Gülen: “Askeri Vesayet Bitti, AK Parti Vesayeti Başladı!”
Fethullah Gülen, Financial Times'da yazdığı yazıda yürütme erki içindeki küçük bir hizbin, ülkenin geleceğini rehin almış durumda olduğunu ileri sürdü, askeri vesayetin yerini şimdilerde yürütme vesayetinin aldığını iddia etti.
Fethullah Gülen, AK Parti içerisindeki bir grubun ülkenin geleceğini rehin aldığını, askeri vesayetin yerini AK Parti vesayetinin aldığını öne sürdü.
İngiltere merkezli Financial Times (FT) gazetesine yazdığı makalede Gülen, Türkiye’de ifade özgürlüğünün ayaklar altında olduğunu iddia ederek, toplumdaki farklılıklara saygı ve hoşgörü temelinde bir araya gelinmesi gerektiğini söyledi.
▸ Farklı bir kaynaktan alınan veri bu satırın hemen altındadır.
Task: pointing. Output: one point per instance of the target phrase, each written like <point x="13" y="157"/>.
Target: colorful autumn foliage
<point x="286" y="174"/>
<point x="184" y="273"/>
Gülen, kendisinin son 15 yılını manevi bir inziva hayatı içerisinde geçirdiğini savundu ve “Türkiye’deki durum nasıl olursa olsun, hayatımın geri kalan kısmını aynı şekilde devam ettirme niyetindeyim” ifadesini kullandı.
YÜRÜTME ÜLKENİN GELECEĞİNİ REHİN ALDI
Son dönemde hükümetin yürütme erki içindeki küçük bir hizbin, ülkenin geleceğini rehin almış durumda olduğunu iddia eden Gülen, halkın demokratik mülahazalarla AK Parti’ye verdiği desteğin yitirildiğini ve ülkenin Avrupa Birliği’ne girme fırsatının da tehlikeye girdiğini öne sürdü.
17 Aralık operasyonundan sonra hazırlanan HSYK Kanununu da eleştiren Gülen, askeri darbelerin ve siyasi istikrarsızlığın pençesinde geçen dönemin ardından AK Parti’nin reformlarının destek gördüğünü fakat bu reformlardan artık vazgeçildiğini söyledi.
Fethullah Gülen, HSYK yasası, interneti düzenleyen kanun, ve MİT’te düzenleme yapan yasa tasarısının gerek Avrupa Birliği gerekse başka Batılı merciler tarafından ciddi tenkit edildiğini savundu.
“ASKERİ VESAYETİN YERİNİ AK PARTİ VESAYETİ ALDI”
Askeri vesayetin yerini şimdilerde yürütme vesayetinin aldığını iddia eden Fethullah Gülen, vatandaşların siyasi veya dünya görüşlerinden ötürü fişlendiğini; devlet görevlilerinin siyasi çıkar mülahazalarıyla sürekli olarak yerlerinin değiştirildiğini; medya, yargı ve sivil toplumun şimdiye kadar hiç olmadığı kadar baskı altına alındığını iddia etti.
Yenilenmenin çözümünün siviller tarafından hazırlanan yeni ve demokratik bir anayasa olduğunu belirten Gülen, demokrasinin, İslam’ın idareyle alakalı prensipleriyle çatışmadığını ve hayatın korunması ve din hürriyeti gibi İslam’ın ahlaki gayelerinin demokrasilerde daha iyi bir şekilde gerçekleştiğini iddia etti. 1970’lerden beri toplumun her kesiminden cemaatine destek verenlerin eğitim müesseseleri ve projeleriyle toplumun her kesimine fırsat eşitliği sağlamaya çalıştıklarını savunan Gülen, cemaatin siyasi güç veya bunun getireceği avantajlar peşinde olmadığını ifade etti.
CEMAAT KİME OY VERECEK?
“Bütün vatandaşlarımızın kendi serbest tercihleri yönünde demokratik anayasal haklarını kullanmaları tavsiyesi dışında, herhangi bir partinin desteklenmesi ya da engellenmesi gibi bir düşünce ve davranış içinde değilim ve bundan sonra da asla olmayacağım” diyen Gülen, halkın herhangi bir partiden ziyade millet ve memleket menfaatlerini öne çıkaracaklarını ümit ettiğini söyledi.
TÜRKİYE’YE DÖNECEK Mİ?
Hayatının son 15 senesini manevi bir inziva halinde geçirdiğini iddia eden Gülen, yazısını şu ifadelerle tamamladı:
“Türkiye’deki durum nasıl olursa olsun, hayatımın geri kalan kısmını aynı şekilde devam ettirme niyetinde olduğunu söyledi. Fakat temennim odur ki, mevcut sıkıntılar bir fırsat bilinerek Türkiye demokrasisi, hürriyetleri ve hukuku daha ileriye götürülsün. Temel demokratik ilkelere bağlılığımızı yenileyerek ülkede güven ve istikrarı yeniden ikame edebileceğimize ve böylelikle bölgeye ve dünyaya ilham kaynağı olmuş Türkiye misalini tekrar ikame edebileceğimize inancım tamdır.”